# Likelihood function. Comparing estimator MSE.

#### Erik!

##### New Member
Consider a sample of size n=8 from the Uniform(θ,θ+4) distribution where θ>0.
Consider two estimators of θ:

T1=X¯ T2=5X¯

(where X¯ denotes the sample mean). By comparing the corresponding MSEs, establish whether T1 is better than T2 to estimate θ.

I wanted to ask you an opinion about this exercise. I cannot understand .
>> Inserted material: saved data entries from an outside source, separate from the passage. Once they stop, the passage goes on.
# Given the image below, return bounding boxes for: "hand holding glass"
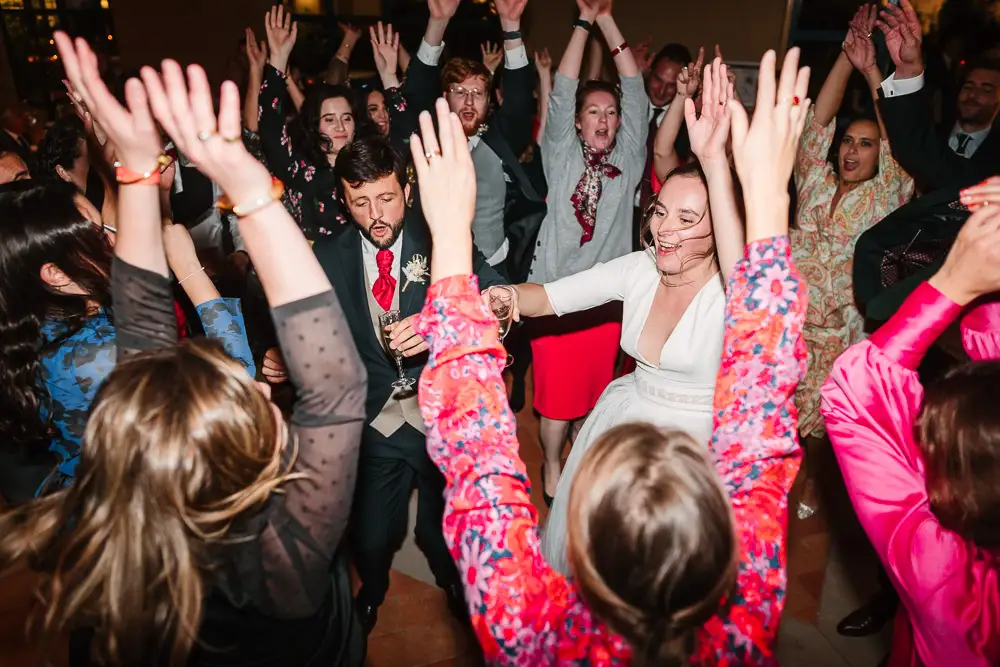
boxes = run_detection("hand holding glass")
[489,286,515,368]
[379,310,417,390]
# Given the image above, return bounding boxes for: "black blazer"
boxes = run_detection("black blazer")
[401,56,547,283]
[853,86,1000,309]
[313,208,505,432]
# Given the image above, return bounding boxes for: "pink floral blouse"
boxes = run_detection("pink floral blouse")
[791,110,915,437]
[414,235,807,665]
[821,282,1000,667]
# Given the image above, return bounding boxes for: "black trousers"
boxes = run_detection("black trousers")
[351,425,459,607]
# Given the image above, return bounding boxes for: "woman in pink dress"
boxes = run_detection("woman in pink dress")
[821,197,1000,667]
[408,47,811,665]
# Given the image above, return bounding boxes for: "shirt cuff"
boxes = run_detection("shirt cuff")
[880,71,925,98]
[504,44,529,70]
[417,39,445,67]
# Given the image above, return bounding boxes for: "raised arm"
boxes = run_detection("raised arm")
[686,57,743,282]
[820,207,1000,665]
[402,0,459,114]
[54,33,176,359]
[411,98,628,663]
[696,48,811,663]
[652,50,701,181]
[491,0,535,156]
[258,6,318,190]
[534,49,553,140]
[593,5,639,79]
[372,23,419,144]
[142,58,367,616]
[556,1,596,82]
[323,22,362,85]
[243,28,268,132]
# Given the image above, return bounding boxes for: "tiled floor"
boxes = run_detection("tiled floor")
[0,372,894,667]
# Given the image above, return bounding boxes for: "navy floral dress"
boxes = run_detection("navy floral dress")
[37,298,255,493]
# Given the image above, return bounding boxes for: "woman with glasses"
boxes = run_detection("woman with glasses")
[0,179,254,500]
[514,54,744,573]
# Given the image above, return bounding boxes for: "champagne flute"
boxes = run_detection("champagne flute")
[379,309,416,391]
[489,286,515,368]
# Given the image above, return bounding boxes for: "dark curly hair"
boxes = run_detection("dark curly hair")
[36,116,87,184]
[0,179,113,447]
[289,83,376,169]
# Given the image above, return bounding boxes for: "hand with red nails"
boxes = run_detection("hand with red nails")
[960,175,1000,212]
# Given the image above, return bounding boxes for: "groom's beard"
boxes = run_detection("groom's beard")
[358,214,405,250]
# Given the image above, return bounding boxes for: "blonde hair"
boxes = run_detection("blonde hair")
[566,423,737,666]
[0,339,299,666]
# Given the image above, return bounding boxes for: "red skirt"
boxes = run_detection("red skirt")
[529,303,622,421]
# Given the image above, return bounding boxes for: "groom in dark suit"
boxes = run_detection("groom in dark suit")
[312,135,505,636]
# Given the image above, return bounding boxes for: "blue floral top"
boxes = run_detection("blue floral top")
[38,298,255,489]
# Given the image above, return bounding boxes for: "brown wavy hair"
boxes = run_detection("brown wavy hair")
[920,359,1000,549]
[640,163,719,287]
[0,339,300,666]
[566,423,738,666]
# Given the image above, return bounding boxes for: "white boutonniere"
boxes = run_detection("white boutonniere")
[402,254,428,292]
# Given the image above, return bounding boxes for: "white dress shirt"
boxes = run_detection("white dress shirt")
[880,72,989,158]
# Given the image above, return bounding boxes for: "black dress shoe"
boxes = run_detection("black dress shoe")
[836,593,897,637]
[444,583,469,622]
[357,602,378,636]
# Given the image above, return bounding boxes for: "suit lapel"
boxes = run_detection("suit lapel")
[335,230,385,358]
[399,210,431,318]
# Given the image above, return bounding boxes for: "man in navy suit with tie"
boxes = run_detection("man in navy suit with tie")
[312,134,506,639]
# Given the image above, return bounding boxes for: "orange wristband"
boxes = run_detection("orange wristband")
[115,162,161,186]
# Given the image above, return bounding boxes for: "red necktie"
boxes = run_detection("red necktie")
[372,248,396,311]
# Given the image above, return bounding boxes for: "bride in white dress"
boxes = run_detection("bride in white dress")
[511,59,745,574]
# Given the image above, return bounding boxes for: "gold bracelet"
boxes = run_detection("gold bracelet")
[216,177,285,218]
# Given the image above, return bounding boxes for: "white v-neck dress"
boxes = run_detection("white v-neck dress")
[538,249,726,575]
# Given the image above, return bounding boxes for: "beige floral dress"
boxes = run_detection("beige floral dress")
[791,110,915,437]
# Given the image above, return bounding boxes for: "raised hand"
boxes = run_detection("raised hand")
[843,26,875,72]
[481,41,503,74]
[929,201,1000,305]
[428,0,461,20]
[371,22,400,81]
[495,0,528,24]
[632,36,654,75]
[877,0,922,75]
[264,4,298,74]
[410,98,476,243]
[686,57,733,165]
[729,48,810,241]
[338,21,363,45]
[246,27,268,77]
[54,33,161,172]
[677,46,705,99]
[140,61,273,207]
[843,5,876,73]
[575,0,606,22]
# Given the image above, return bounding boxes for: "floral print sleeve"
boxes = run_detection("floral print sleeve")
[37,260,256,492]
[384,86,418,147]
[875,138,916,202]
[695,235,808,666]
[414,275,631,666]
[794,109,835,195]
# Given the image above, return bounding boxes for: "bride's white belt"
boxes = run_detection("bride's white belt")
[633,368,714,412]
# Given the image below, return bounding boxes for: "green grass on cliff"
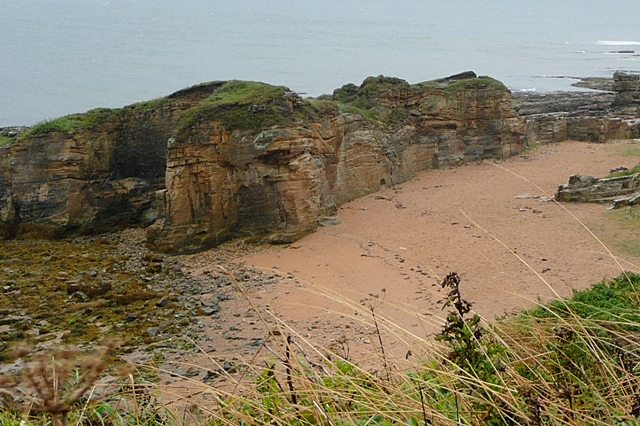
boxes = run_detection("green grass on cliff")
[442,76,507,93]
[127,96,171,111]
[25,107,122,136]
[14,75,511,146]
[206,80,285,106]
[19,96,171,139]
[327,75,509,127]
[0,135,13,147]
[414,76,507,92]
[174,80,297,139]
Ok, I know that for compute MSE for T1 for example,

E((T1−θ)^2)=Var(T1−θ)+E2(T1−θ)
=Var(T1)+E2(T1−θ)

Hence it suffices to compute Var(T1) and E(T1−θ)
To compute Var(T1):

Var(T1)=Var(∑Xi/8)

To evaluate the term above, assume Xi
are i.i.d from Uniform(θ,θ+4).
Similarly,

E(T1−θ)=E(∑Xi/8)−θ

After you compute the two MSE value, I choice the one with smaller mean square error.
I don't undetstand how evaluate and what values ​​can assume the term Xi from Uniform(θ,θ+4) for compute my MSE. Can you help me?

#### Dason

##### Ambassador to the humans
I don't understand your question exactly. Xi can take any value between θ and θ+4.

#### Erik!

##### New Member
Ah! Il thought I understood the exercise ... because I did not understand how it proceeds for the comparison of both MSEs.

#### Erik!

##### New Member
Let two estimators of theta T1 And t2, I have to compare their mean error square.

#### Dason

##### Ambassador to the humans
So which part is giving you trouble? What have you tried?

#### Erik!

##### New Member
Ok, I know:
If Xi∼Uniform(a,b), then Var(Xi)=(b−a)^2/12 and E(Xi)=(a+b)/2.

So with U(θ,θ+4)

Var(x)=(θ+4-θ)^2/12=4/3

And

Var(T1)= (4/3)/8=1/6

Similarly

For E(x)=(θ+θ+4)/2=θ+2

E((T1−θ)^2)=Var(T1−θ)+E(T1−θ)^2
= 1/6 + ((θ+2)-θ)^2
= 25/6

So I think is this MSE of T1 And The same for The second estimator.
Anyway T1 is better than t2 because the T2 mean is 5X right?
Well this is how I compute It...